In the past few months, the double standards have become too much for the BBC, or perhaps its audience, to bear. Its commissioning editors admit that they have not tried hard enough to find contrary voices. Even Radio 4, whose notion of fairness in comedy once meant balancing the soft Left with the hard Left, is inviting moderate conservatives from the Murdoch press on to The News Quiz.
Both the BBC and its conservative critics miss the point, however, when they fall into the language of left and right. True, broadcasters patronise (in every sense of the word) Mark Steel and Jeremy Hardy, who are genuine far-left comedians, even if they are a little too keen on becoming national treasures for my taste. But they ration the appearances of Stewart Lee, the best left-wing comedian. To their evident disapproval, Lee can be genuinely unsettling, and has never shown a desire to be any kind of treasure. Dara Ó Briain, Tim Minchin, Dave Gorman and Robin Ince are allowed on air. Once you might have called their willingness to satirise religion left-wing.

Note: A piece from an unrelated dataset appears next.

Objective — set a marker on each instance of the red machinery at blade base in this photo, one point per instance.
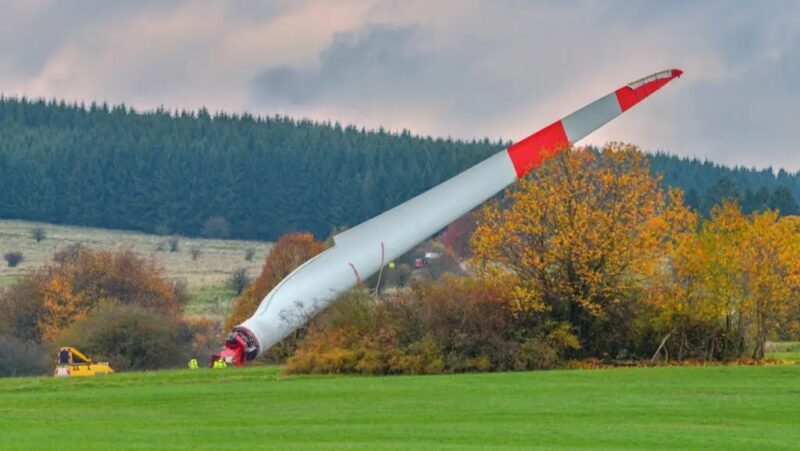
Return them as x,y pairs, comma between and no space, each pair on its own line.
240,346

But the post-modern Left treats religion with nervous deference — with the exception of Christianity, of course, the token black of white liberal outrage. It devotes its energies to denouncing "militant atheists", who never kill anyone, rather than religious militants, who murder with abandon.
These exceptions aside, the bulk of comics who appear on Have I Got News for You, Mock the Week or Radio 4's satirical shows are not left-wing in any recognisable sense. They are happy with wealth, particularly their own wealth, and so sexist they veer towards misogyny. Crucially, they have no instinctive sympathy with the working class, which was once the main object of left-wing concern. The reverse side of the coin that sees them damn Mail readers as provincial bigots is the strong dislike of the urban poor — most evident in David Walliams and Matt Lucas's Little Britain. Today's political comedy is the laughter of the privileged scoffing at those beneath them. Racism and homophobia are their only forbidden topics. Anyone who can remember the comedy of the 1970s should be grateful for these small advances. But come on, how can a comedy circuit that finds a place for Jimmy Carr, a tax-dodging hypocrite worthy of the pen of a Dickens or a Molière, be described as left-wing or even centrist?